O inquérito da Lava-Jato é a fase adulta do Brasil. A Polícia Federal e os procuradores foram ao fundo do poço imundo e o juiz Sergio Moro, sem medo, chegou ao maior assalto da História, a partir de negociatas do então deputado José Janene, do PP, Partido Progressista. Surgiu, então, a trama sinistra comandada na Petrobras pelo próprio PP, em conluio com PT e PMDB, com migalhas ao resto da base alugada. E o núcleo inicial vinha dos tempos do PSDB...
Agora, a ira dos políticos cai sobre o procurador-geral Rodrigo Janot e os procuradores que, em Brasília, desdobram a Operação Lava-Jato. Em 19 de julho, aqui antecipei detalhes do suborno de US$ 40 milhões (uns R$ 140 milhões) angariados pelo “operador” do PMDB e, em parte, dados ao presidente da Câmara.

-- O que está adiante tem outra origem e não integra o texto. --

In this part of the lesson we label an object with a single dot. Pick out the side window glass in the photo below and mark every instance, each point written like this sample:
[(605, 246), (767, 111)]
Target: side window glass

Com a denúncia ao Supremo Tribunal, o que poderia ser ilação vira realidade da perversão atual da política. Em sua “defesa”, o deputado Eduardo Cunha insiste em acusar a presidente Dilma Rousseff de forçar o procurador- geral a inventar tudo, como se os fatos e indícios reunidos, há meses, pelo grupo de procuradores em Brasília fossem farsa.

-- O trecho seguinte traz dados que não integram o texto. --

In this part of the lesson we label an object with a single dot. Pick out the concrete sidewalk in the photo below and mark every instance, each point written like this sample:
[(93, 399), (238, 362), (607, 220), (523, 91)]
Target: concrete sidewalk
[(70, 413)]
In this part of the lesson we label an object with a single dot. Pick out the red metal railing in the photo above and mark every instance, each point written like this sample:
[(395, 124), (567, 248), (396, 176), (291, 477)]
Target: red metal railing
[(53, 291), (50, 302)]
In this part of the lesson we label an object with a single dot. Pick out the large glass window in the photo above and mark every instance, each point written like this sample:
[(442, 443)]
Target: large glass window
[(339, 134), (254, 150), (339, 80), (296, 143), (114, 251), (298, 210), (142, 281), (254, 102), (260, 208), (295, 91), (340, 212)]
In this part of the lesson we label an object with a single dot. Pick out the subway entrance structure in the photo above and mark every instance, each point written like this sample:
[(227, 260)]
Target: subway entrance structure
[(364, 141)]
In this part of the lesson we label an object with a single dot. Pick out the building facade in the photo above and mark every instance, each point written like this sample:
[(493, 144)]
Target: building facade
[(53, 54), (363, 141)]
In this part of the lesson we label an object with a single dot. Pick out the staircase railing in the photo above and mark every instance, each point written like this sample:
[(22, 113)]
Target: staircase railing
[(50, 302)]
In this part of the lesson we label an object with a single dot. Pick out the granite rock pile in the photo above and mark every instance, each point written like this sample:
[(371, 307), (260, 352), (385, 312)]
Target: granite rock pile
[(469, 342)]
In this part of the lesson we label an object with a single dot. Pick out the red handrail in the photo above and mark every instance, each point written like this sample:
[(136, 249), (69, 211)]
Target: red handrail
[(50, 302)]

Mais perturbador, porém, é o silêncio dos partidos. Os três principais envolvidos (PT, PP e PMDB) não piaram e a oposição se calou. Aécio Neves, presidente do PSDB, que comandou as manifestações de rua do último domingo pela “renúncia de Dilma”, não quis comentar as denúncias. O líder do seu partido na Câmara decidiu “aguardar” o curso do processo. Na mesma linha, o dirigente do DEM crê que “não há motivo” para Cunha deixar a presidência da Câmara...
Querem estuprar e assassinar a República e, logo, fazer de conta que morreu de causas naturais?